I’m a fourth-year PhD student in Computer Science at NYU, where I’m advised by Joan Bruna and Chris Musco. My degree is supported by an NSF Graduate Research Fellowship. I’m affiliated with the Algorithms and Foundations, MaD, and CILVR groups. I also help organize the ML-NYC speaker series at the Flatiron Institute.
I study algorithms mathematically.

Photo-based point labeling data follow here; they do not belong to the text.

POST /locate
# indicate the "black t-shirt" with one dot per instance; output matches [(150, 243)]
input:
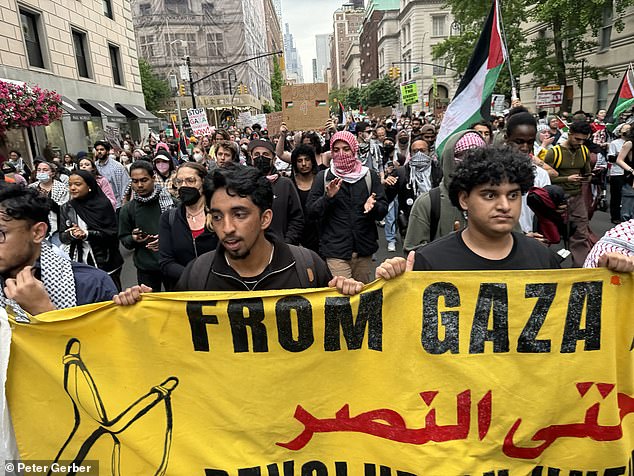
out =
[(450, 253)]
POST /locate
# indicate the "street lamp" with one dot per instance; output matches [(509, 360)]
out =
[(172, 72)]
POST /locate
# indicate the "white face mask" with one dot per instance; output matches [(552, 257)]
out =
[(43, 176)]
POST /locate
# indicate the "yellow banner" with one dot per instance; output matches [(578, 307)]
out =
[(429, 374)]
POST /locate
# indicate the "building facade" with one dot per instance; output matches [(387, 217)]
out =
[(294, 70), (423, 24), (88, 55), (322, 48), (215, 35), (613, 52), (347, 22)]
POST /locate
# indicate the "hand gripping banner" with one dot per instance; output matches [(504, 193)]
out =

The main themes in my research are linear algebra, approximation theory, and deep learning. I’m broadly interested in scientific computing and optimization too.
Previously, I was a research engineer at Reservoir Labs (now Qualcomm) working on modeling congestion control in communication networks. Before that, I was an undergrad at Yale, where I worked with Bob Frank as part of the CLAY lab and was advised by Dan Spielman. I’ve spent summers at Adobe Research, Polymathic, and at the Weizmann Institute, the latter working on phylogenetic inference with Boaz Nadler and Ariel Jaffe.
Computing the polar decomposition and the related matrix sign function has been a well-studied problem in numerical analysis for decades. Recently, it has emerged as an important subroutine within the Muon algorithm for training deep neural networks. However, the requirements of this application differ sharply from classical settings: deep learning demands GPU-friendly algorithms that prioritize high throughput over high precision. We introduce Polar Express, a new method for computing the polar decomposition. Like Newton-Schulz and other classical polynomial methods, our approach uses only matrix-matrix multiplications, making it very efficient on GPUs. Inspired by earlier work of Chen & Chow and Nakatsukasa & Freund, Polar Express adapts the update rule at each iteration by solving a minimax optimization problem. We prove that this strategy minimizes error in a worst-case sense, allowing Polar Express to converge as rapidly as possible both in the early iterations and asymptotically. We also address finite-precision issues, making it practical to use in bfloat16. When integrated into the Muon training framework, our method leads to consistent improvements in validation loss when training a GPT-2 model on one billion tokens from the FineWeb dataset, outperforming recent alternatives across a range of learning rates.
ICLR
Quality over Quantity in Attention Layers: When Adding More Heads Hurts
Attention-based mechanisms are widely used in machine learning, most prominently in transformers. However, hyperparameters such as the number of attention heads and the attention rank (i.e., the query/key dimension) are set nearly the same way in all realizations of this architecture, without theoretical justification. In this paper, we prove that the rank can have a dramatic effect on the representational capacity of attention. This effect persists even when the number of heads and the parameter count are very large. Specifically, we present a simple and natural target function based on nearest neighbor search that can be represented using a single full-rank attention head for any sequence length, but that cannot be approximated by a low-rank attention layer even on short sequences unless the number of heads is exponential in the embedding dimension. Thus, for this target function, rank is what determines an attention layer's power. We show that, for short sequences, using multiple layers allows the target to be approximated by low-rank attention; for long sequences, we conjecture that full-rank attention is necessary regardless of depth. Finally, we present experiments with standard multilayer transformers that validate our theoretical findings. They demonstrate that, because of how standard transformer implementations set the rank, increasing the number of attention heads can severely decrease accuracy on certain tasks.
NeurIPS
Nearly Optimal Approximation of Matrix Functions by the Lanczos Method
Approximating the action of a matrix function $f(A)$ on a vector $\vec{b}$ is an increasingly important primitive in machine learning, data science, and statistics, with applications such as sampling high dimensional Gaussians, Gaussian process regression and Bayesian inference, principal component analysis, and approximating Hessian spectral densities. Over the past decade, a number of algorithms enjoying strong theoretical guarantees have been proposed for this task. Many of the most successful belong to a family of algorithms called Krylov subspace methods. Remarkably, a classic Krylov subspace method called the Lanczos method for matrix functions (Lanczos-FA) frequently outperforms newer methods in practice. Our main result is a theoretical justification for this finding: we show that, for a natural class of rational functions, Lanczos-FA matches the error of the best possible Krylov subspace method up to a multiplicative approximation factor. The approximation factor depends on the degree of $f(x)$'s denominator and the condition number of $A$, but not on the number of iterations $k$. Our result provides a strong justification for the excellent performance of Lanczos-FA, especially on functions that are well approximated by rationals, such as the matrix square root.